Wenn ein EU-Bürokrat ins Wien des Fin de Siècle reisen könnte, wäre er überrascht, wie sehr das Habsburgerreich der heutigen EU ähnelte. Wie die EU war Österreich-Ungarn ein supranationales Experiment; es umfasste 51 Millionen Einwohner, 11 Nationalitäten und 14 Sprachen. Diesem Mikrokosmos Europas standen ein doppelkröniger Kaiser und König vor sowie zwei Parlamente, die die überwiegend voneinander unabhängigen österreichischen und ungarischen Hälften des Reiches vertraten.

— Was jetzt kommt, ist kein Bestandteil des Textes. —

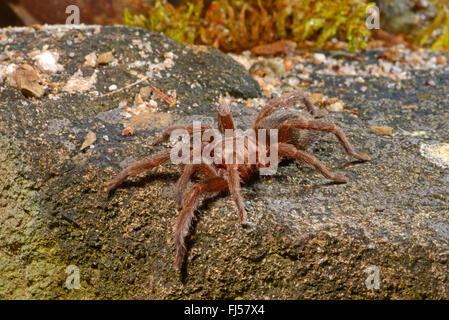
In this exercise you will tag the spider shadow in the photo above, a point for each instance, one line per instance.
(190, 239)
(144, 181)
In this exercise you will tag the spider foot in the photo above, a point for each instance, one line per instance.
(362, 156)
(340, 178)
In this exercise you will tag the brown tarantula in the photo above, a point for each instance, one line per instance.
(298, 126)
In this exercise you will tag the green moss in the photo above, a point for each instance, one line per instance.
(235, 25)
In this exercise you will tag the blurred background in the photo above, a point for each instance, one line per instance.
(422, 22)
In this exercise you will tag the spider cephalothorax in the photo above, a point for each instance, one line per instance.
(298, 125)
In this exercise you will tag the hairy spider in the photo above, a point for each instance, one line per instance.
(298, 125)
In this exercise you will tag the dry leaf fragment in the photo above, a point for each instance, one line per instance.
(128, 131)
(105, 58)
(91, 137)
(386, 131)
(27, 79)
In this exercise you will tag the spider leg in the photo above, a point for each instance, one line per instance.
(189, 170)
(289, 150)
(286, 101)
(232, 178)
(138, 167)
(319, 125)
(186, 215)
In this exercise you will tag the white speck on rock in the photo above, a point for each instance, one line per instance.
(437, 153)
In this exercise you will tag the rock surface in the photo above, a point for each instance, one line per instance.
(311, 238)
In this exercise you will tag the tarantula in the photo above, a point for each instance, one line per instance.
(299, 126)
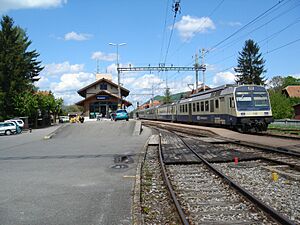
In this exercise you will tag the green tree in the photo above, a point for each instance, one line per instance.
(276, 83)
(167, 97)
(26, 104)
(71, 108)
(281, 106)
(290, 80)
(18, 65)
(250, 65)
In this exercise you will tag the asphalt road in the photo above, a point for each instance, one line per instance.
(71, 178)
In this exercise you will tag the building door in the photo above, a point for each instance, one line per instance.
(103, 110)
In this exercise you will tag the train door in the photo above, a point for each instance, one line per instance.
(173, 109)
(190, 113)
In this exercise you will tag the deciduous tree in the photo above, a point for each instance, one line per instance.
(250, 65)
(18, 65)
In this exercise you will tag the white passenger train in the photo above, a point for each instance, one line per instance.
(242, 107)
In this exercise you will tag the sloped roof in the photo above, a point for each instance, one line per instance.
(292, 91)
(82, 90)
(102, 92)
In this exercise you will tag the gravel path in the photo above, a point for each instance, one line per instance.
(156, 205)
(282, 195)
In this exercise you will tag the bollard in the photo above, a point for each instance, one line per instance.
(274, 176)
(236, 160)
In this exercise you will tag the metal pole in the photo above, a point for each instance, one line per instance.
(196, 70)
(119, 86)
(119, 71)
(202, 62)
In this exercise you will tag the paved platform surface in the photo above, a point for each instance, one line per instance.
(255, 139)
(75, 177)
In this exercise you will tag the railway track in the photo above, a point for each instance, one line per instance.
(204, 194)
(209, 134)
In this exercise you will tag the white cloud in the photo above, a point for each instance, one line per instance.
(104, 57)
(69, 84)
(234, 24)
(64, 80)
(6, 5)
(231, 23)
(73, 36)
(60, 68)
(222, 78)
(43, 83)
(189, 26)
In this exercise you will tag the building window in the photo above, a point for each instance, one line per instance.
(103, 86)
(217, 103)
(206, 106)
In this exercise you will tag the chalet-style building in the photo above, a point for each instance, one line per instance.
(297, 111)
(101, 97)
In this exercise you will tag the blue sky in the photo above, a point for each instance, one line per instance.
(71, 35)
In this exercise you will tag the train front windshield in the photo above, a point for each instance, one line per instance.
(252, 99)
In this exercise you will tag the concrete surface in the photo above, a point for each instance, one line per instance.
(70, 178)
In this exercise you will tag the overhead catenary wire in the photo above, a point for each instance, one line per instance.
(176, 10)
(246, 25)
(270, 37)
(200, 26)
(266, 53)
(233, 42)
(164, 31)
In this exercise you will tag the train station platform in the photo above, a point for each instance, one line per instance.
(84, 174)
(258, 140)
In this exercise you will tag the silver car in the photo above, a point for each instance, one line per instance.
(7, 128)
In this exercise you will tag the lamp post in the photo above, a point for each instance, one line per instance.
(119, 87)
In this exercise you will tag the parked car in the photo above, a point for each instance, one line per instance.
(64, 119)
(17, 121)
(121, 114)
(7, 128)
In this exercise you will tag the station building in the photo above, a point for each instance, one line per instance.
(101, 97)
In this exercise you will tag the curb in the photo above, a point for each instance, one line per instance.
(49, 136)
(137, 128)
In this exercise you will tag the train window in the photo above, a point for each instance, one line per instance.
(202, 106)
(212, 109)
(231, 102)
(206, 106)
(217, 103)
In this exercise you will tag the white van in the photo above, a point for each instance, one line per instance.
(7, 128)
(17, 121)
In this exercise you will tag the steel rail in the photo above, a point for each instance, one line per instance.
(171, 191)
(280, 150)
(270, 211)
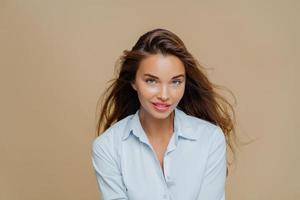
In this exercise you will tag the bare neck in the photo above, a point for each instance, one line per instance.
(159, 129)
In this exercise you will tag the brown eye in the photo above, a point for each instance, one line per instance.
(176, 82)
(150, 81)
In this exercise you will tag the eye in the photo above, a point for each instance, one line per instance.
(150, 81)
(177, 82)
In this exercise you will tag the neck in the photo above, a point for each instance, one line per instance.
(157, 128)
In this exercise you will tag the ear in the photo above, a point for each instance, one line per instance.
(133, 85)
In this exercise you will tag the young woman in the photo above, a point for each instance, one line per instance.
(165, 129)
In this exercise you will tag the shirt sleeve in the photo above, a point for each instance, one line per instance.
(213, 184)
(108, 175)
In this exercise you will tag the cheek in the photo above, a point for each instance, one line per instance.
(148, 92)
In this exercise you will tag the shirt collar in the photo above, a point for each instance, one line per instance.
(182, 126)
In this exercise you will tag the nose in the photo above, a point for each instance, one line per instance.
(163, 93)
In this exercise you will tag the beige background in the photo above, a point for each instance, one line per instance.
(56, 57)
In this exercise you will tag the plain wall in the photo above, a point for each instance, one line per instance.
(56, 57)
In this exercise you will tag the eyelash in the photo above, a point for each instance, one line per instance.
(179, 82)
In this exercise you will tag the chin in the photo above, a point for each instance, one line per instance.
(161, 114)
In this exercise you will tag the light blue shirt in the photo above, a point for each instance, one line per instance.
(127, 167)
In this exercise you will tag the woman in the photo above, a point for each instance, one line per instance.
(165, 129)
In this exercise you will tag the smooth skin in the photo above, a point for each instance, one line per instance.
(161, 79)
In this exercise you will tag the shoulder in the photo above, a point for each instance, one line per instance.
(202, 129)
(111, 137)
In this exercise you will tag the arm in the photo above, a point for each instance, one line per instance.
(109, 177)
(213, 184)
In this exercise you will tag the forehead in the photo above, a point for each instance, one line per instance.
(161, 65)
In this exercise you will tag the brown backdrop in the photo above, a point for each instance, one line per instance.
(56, 57)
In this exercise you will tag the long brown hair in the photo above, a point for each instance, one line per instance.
(200, 98)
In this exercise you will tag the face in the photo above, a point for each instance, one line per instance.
(160, 83)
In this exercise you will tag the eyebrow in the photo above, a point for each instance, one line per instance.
(177, 76)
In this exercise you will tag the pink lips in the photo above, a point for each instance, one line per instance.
(161, 107)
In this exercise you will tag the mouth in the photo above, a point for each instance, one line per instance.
(161, 107)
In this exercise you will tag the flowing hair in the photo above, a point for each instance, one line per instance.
(200, 98)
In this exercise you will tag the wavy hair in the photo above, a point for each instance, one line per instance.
(200, 98)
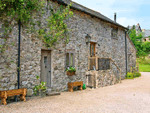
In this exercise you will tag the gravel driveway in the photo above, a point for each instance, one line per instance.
(131, 96)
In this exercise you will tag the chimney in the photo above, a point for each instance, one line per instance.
(115, 17)
(143, 30)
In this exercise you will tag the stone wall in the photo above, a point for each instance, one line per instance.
(80, 24)
(131, 54)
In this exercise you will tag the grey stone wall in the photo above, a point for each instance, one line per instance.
(81, 25)
(131, 54)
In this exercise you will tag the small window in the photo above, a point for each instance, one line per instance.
(69, 59)
(114, 32)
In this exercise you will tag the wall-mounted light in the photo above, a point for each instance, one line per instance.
(87, 38)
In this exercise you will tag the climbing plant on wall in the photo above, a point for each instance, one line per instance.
(26, 11)
(57, 28)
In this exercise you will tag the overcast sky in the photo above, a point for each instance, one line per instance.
(129, 12)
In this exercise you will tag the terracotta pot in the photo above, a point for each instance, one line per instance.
(70, 73)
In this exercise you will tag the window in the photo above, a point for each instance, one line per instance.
(92, 49)
(114, 32)
(69, 58)
(103, 64)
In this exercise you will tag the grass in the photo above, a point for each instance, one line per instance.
(144, 67)
(144, 64)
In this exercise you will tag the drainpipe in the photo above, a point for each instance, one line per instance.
(18, 70)
(115, 17)
(126, 52)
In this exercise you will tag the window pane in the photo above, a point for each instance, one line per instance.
(71, 60)
(67, 59)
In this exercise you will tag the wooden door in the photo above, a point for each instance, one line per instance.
(92, 49)
(46, 67)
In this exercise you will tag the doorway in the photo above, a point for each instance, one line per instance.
(46, 67)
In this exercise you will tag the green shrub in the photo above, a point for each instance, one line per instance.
(129, 75)
(84, 86)
(71, 69)
(136, 74)
(40, 88)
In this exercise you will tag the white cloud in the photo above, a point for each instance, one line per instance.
(126, 10)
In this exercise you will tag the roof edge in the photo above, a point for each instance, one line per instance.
(89, 11)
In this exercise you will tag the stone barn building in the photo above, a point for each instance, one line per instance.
(97, 46)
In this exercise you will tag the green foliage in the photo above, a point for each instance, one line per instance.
(143, 60)
(143, 48)
(84, 86)
(129, 75)
(136, 74)
(15, 10)
(57, 26)
(40, 88)
(71, 69)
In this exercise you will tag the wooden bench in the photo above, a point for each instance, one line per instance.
(72, 84)
(4, 94)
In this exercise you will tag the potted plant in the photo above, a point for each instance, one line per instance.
(71, 71)
(40, 90)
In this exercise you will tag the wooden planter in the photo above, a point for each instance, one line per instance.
(70, 73)
(4, 94)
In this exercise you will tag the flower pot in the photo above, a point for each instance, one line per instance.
(70, 73)
(41, 93)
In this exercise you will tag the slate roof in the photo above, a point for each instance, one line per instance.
(146, 33)
(89, 11)
(136, 27)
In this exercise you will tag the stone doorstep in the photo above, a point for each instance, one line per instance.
(53, 93)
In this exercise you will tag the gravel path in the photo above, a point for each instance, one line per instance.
(131, 96)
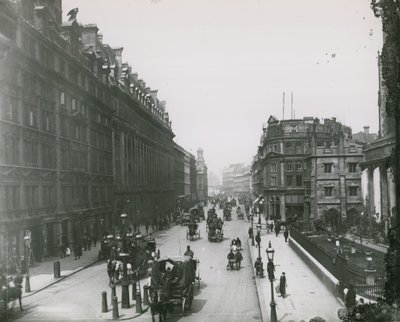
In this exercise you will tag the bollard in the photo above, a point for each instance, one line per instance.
(115, 308)
(133, 290)
(113, 292)
(56, 266)
(146, 295)
(138, 302)
(104, 306)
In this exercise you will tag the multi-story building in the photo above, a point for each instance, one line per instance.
(202, 176)
(332, 178)
(82, 139)
(378, 181)
(227, 177)
(280, 159)
(241, 183)
(185, 180)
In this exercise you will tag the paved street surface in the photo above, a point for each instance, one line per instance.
(223, 296)
(307, 296)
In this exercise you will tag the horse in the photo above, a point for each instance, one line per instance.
(11, 294)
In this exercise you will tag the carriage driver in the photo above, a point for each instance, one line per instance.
(189, 252)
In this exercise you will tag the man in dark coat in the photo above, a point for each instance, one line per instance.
(282, 285)
(286, 234)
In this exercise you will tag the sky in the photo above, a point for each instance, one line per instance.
(222, 65)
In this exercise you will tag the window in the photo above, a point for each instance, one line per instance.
(73, 104)
(328, 191)
(288, 148)
(352, 167)
(299, 149)
(62, 98)
(353, 191)
(328, 167)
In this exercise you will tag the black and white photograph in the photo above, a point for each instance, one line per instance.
(200, 160)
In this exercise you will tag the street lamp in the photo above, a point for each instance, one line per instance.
(252, 234)
(27, 240)
(270, 268)
(124, 254)
(259, 249)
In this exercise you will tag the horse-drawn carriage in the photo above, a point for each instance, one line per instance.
(184, 219)
(227, 214)
(193, 231)
(172, 284)
(140, 251)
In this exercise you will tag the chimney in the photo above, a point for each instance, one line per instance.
(89, 35)
(118, 54)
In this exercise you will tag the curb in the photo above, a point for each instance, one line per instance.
(260, 294)
(70, 274)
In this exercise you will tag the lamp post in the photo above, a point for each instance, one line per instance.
(252, 231)
(27, 240)
(270, 268)
(124, 255)
(259, 249)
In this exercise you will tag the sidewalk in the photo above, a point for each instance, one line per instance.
(42, 274)
(367, 243)
(307, 296)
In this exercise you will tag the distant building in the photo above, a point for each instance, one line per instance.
(332, 177)
(241, 182)
(378, 182)
(280, 168)
(227, 177)
(364, 137)
(185, 177)
(202, 176)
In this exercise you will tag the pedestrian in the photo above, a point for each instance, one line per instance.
(77, 251)
(258, 239)
(94, 240)
(282, 285)
(277, 230)
(62, 250)
(286, 234)
(350, 299)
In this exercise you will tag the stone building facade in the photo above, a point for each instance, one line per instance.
(82, 139)
(332, 178)
(279, 164)
(202, 176)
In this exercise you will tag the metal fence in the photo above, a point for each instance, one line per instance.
(369, 285)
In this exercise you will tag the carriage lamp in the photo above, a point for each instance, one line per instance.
(124, 255)
(27, 240)
(270, 253)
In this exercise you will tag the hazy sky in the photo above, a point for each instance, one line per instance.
(222, 65)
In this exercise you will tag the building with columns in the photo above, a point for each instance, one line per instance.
(379, 189)
(202, 176)
(82, 138)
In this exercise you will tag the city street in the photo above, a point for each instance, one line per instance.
(223, 295)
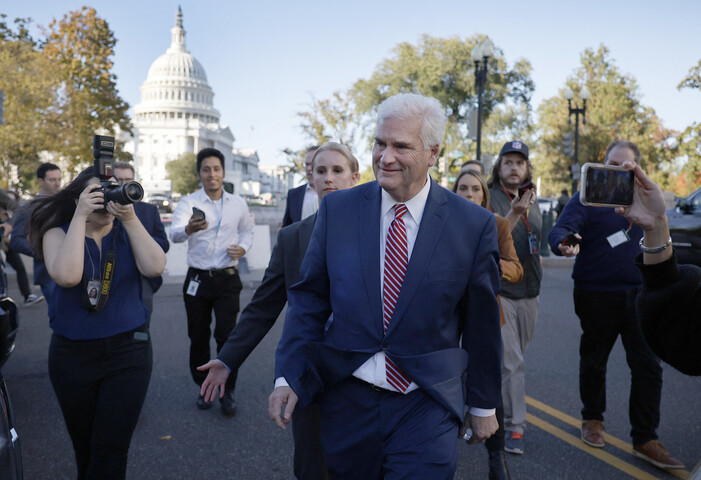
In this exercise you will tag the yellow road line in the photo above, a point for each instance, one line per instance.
(602, 455)
(610, 439)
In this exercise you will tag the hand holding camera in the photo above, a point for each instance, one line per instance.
(90, 200)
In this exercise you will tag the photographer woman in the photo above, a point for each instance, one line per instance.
(100, 356)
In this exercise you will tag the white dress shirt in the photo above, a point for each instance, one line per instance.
(229, 223)
(310, 204)
(374, 370)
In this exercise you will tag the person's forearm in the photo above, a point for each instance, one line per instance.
(656, 237)
(65, 264)
(149, 256)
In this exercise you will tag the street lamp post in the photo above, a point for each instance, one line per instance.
(480, 55)
(576, 111)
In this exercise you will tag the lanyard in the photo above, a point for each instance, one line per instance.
(524, 217)
(107, 276)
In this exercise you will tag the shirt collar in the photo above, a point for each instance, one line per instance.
(415, 205)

Das Habsburgerreich fungierte für die in ihm vertretenen Völker und für Europa als eine stabilisierende Kraft. Gegenüber seinen verstreuten ethnischen Gruppen übte es die Doppelrolle als Schiedsrichter und Türsteher aus, indem es bei indigenen Rivalitäten ausgleichend wirkte und Zwergennationen vor aggressiven Staaten schützte. Darüber hinaus füllte es ein geopolitisches Vakuum im Herzen des Kontinents, das Deutschland und Russland in Schach hielt.

Solange es diese Funktionen erfüllte, wurde Österreich als „europäische Notwendigkeit“ angesehen – als Stabilisator von Nationalitäten und Nationen, für den es keinen denkbaren Ersatz gab. Doch Anfang der 1900er Jahre sah sich das Kaiserreich zwei Problemen ausgesetzt, die Zweifel an seiner Fähigkeit zur Erfüllung dieser Missionen aufkommen ließen.

Zunächst einmal erwies es sich als unfähig, die Interessen seiner Einzelteile miteinander in Einklang zu bringen und zu vertreten. Kern des Problems war der Kompromiss des Jahres 1867, der das Kaiserreich in eine österreichische und eine ungarische Hälfte geteilt hatte. Aufgrund seiner Ausgrenzung der Slawen – die die Hälfte der Bevölkerung des Reiches stellten – wurde der Kompromiss als ein Mittel zur Förderung der deutsch-ungarischen Vorherrschaft angesehen. Alle Versuche, diese Regelung zu ändern, blieben hinter dem zurück, was nötig gewesen wäre: nämlich eine politische Verständigung zwischen Deutschen und Slawen, so wie sie zwischen Deutschen und Ungarn bestand.